Nathaniel Potter (1770 – 2 January 1843) was an American surgeon and founder of the college of medicine in Baltimore, Maryland, in 1807, which in 1812 became a part of the University of Maryland.

Potter was born in Easton, Talbot County, Maryland. His father Zabdiel Potter had served as a surgeon for the Revolutionary Army. He studied in New Jersey before studying medicine under Benjamin Rush at Philadelphia and at the University of Pennsylvania (graduated MD 1796 with a thesis on the effects of arsenic) and went to Baltimore to practice. He worked at the Baltimore general dispensary around 1802–3 and was a secretary of the medical and chirurgical faculty. In 1807 he was a founder of the college of medicine along with John B. Davidge.
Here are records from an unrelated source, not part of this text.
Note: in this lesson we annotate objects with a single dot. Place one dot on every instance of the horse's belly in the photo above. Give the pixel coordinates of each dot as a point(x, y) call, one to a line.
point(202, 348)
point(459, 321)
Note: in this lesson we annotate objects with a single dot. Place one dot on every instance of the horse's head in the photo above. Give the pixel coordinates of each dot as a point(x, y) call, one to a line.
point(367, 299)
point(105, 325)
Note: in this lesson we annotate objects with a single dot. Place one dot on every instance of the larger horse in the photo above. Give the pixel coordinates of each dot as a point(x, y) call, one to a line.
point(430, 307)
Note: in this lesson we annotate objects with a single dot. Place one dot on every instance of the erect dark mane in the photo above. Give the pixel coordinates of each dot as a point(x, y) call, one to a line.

The college was merged into the University of Maryland in 1812 and he was made professor of the theory and practice of medicine. He also served as dean in 1814. He edited the Baltimore Medical and Philosophical Lyceum in 1811 and was an editor of the Maryland Medical and Surgical Journal . Apart from his medical studies including on yellow fever (which he showed was not directly contagious), typhus He also studied insects and wrote about periodical (17 year) cicadas. He married Catherine, daughter of Thomas Goldsborough and Catherine Fauntleroy in 1798. He married again but no children survived. He died from a severe bout of coughing. He was embroiled in a legal dispute with the state that took away his medical license. This strained him financially and was buried in an unmarked grave, but a headstone was added around 1993.